A insegurança dos judeus venezuelanos era mais do que justificável. O discurso feito por Chávez na véspera de Natal de 2005, quando associou os judeus à crucificação, alcançou significativa repercussão junto à população, assim como haviam sido absorvidos pelos alemães os pronunciamentos hitleristas.  Em outra reportagem, escreveu Fishbane: “Em dezembro de 2007, a polícia estadual invadiu o clube social judaico mais importante de Caracas. Não por acaso, eles realizaram essa operação no mesmo dia em que os venezuelanos votavam um referendo nacional sobre limite do mandato presidencial que favorecia Chávez. Policiais mascarados e armados se posicionaram de forma agressiva, enquanto crianças judias do ensino fundamental chegavam para as aulas”.  Cerca de um ano depois, Chávez descreveu que a guerra de Israel contra o Hamas, em 2009, era “um Holocausto genocida contra o povo palestino”. Poucas semanas após a expulsão do embaixador de Israel, intrusos armados vandalizaram uma sinagoga em Caracas, deixando para trás várias mensagens antissemitas em grafite, incluindo “judeus fora daqui”. Em junho de 2010, após a marinha israelense bloquear uma flotilha turca com destino a Gaza, Chávez criticou “a natureza terrorista e criminosa do governo israelense”. Falando na televisão estatal, lançou um ataque feroz: “Aproveito esta oportunidade para condenar mais uma vez, do fundo da minha alma, o Estado de Israel”. Naquele mesmo mês, Chávez se reuniu com o ditador sírio Bashar al-Assad na Venezuela e, mais uma vez, aludiu ao governo israelense como genocida.

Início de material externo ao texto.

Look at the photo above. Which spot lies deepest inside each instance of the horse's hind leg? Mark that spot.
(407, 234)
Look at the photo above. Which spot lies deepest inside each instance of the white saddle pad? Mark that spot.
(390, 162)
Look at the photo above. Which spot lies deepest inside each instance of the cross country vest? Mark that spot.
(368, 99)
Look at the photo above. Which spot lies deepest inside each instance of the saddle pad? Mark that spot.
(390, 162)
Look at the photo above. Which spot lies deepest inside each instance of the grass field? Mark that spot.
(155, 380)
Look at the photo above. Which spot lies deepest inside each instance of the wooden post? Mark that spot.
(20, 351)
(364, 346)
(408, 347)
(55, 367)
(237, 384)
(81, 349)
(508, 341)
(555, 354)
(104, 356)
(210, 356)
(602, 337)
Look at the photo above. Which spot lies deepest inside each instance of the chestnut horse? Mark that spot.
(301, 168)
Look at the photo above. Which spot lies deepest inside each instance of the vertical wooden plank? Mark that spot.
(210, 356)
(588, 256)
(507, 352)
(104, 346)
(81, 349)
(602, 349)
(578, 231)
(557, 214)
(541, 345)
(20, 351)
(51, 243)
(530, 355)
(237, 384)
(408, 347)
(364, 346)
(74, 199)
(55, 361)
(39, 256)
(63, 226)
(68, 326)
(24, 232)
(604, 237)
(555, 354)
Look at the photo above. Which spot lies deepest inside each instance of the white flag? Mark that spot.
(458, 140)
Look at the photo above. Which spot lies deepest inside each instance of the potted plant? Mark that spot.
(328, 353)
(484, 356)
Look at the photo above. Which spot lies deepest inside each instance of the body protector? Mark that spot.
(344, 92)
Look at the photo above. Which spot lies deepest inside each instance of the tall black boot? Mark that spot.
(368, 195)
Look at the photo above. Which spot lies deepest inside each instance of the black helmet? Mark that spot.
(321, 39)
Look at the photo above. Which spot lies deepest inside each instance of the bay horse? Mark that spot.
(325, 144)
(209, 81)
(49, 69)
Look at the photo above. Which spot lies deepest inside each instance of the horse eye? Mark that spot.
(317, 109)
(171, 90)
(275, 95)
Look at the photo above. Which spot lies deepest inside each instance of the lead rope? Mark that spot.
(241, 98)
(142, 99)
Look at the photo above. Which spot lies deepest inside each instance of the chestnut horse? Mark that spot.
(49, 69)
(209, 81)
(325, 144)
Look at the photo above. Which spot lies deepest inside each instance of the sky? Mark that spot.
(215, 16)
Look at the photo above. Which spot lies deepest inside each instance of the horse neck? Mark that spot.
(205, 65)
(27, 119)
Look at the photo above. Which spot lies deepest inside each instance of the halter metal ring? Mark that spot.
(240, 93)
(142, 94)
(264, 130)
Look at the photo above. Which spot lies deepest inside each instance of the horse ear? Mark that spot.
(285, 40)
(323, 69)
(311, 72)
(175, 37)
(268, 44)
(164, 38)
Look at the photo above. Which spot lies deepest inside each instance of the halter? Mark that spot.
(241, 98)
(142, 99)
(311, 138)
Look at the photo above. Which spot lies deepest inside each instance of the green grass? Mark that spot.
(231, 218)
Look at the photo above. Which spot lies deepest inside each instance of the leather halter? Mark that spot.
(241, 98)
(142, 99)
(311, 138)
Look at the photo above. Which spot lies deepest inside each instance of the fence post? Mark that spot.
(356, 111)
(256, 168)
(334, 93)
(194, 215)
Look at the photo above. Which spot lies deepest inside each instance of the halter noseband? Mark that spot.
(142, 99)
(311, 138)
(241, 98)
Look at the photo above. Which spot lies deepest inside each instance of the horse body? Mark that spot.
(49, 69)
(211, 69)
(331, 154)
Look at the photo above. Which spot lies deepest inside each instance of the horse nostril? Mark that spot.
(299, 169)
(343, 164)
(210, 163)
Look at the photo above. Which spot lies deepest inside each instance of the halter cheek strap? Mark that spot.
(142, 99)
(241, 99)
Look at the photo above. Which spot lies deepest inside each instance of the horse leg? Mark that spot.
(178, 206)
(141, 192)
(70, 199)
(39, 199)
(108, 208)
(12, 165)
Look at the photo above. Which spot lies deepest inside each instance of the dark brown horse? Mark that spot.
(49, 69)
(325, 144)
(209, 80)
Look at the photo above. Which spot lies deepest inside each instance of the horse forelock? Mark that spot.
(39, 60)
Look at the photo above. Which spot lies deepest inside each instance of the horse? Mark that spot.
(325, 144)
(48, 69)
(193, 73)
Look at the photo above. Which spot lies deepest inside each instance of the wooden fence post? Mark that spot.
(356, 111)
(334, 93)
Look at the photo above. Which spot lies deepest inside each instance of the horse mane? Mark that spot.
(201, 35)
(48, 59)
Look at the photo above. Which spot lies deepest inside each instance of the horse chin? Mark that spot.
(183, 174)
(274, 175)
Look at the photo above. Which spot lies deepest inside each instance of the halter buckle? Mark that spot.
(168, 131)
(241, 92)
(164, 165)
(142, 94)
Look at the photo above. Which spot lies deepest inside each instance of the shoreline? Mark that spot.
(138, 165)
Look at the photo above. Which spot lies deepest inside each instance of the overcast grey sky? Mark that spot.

A emigração em massa de judeus da Venezuela é tragicamente semelhante ao que aconteceu no Caribe, no início da década de 1960. Segundo o historiador Irving Louis Horowitz, impressionantes 90% dos judeus cubanos fugiram da ilha logo após Castro assumir o poder. Por décadas, Havana instituiu um fluxo constante de propaganda antissemita, emanada de Moscou. Como explica Horowitz, os soviéticos forneceram a Cuba o modelo para atacar atividades e organizações de direitos humanos por serem “uma extensão da conspiração sionista judaica”. Castro sediou a Conferência Tricontinental de 1966, depois da qual estreitou relações com a OLP de Yasser Arafat.

O antissemitismo da chamada Revolução Bolivariana foi inspirado não apenas por Fidel Castro, mas também pelo Irã que, por conta de Maduro, tem uma aliança robusta com a Venezuela. Esta situação de proximidade vai perdurar? Somente a Casa Branca guarda uma resposta para essa indagação.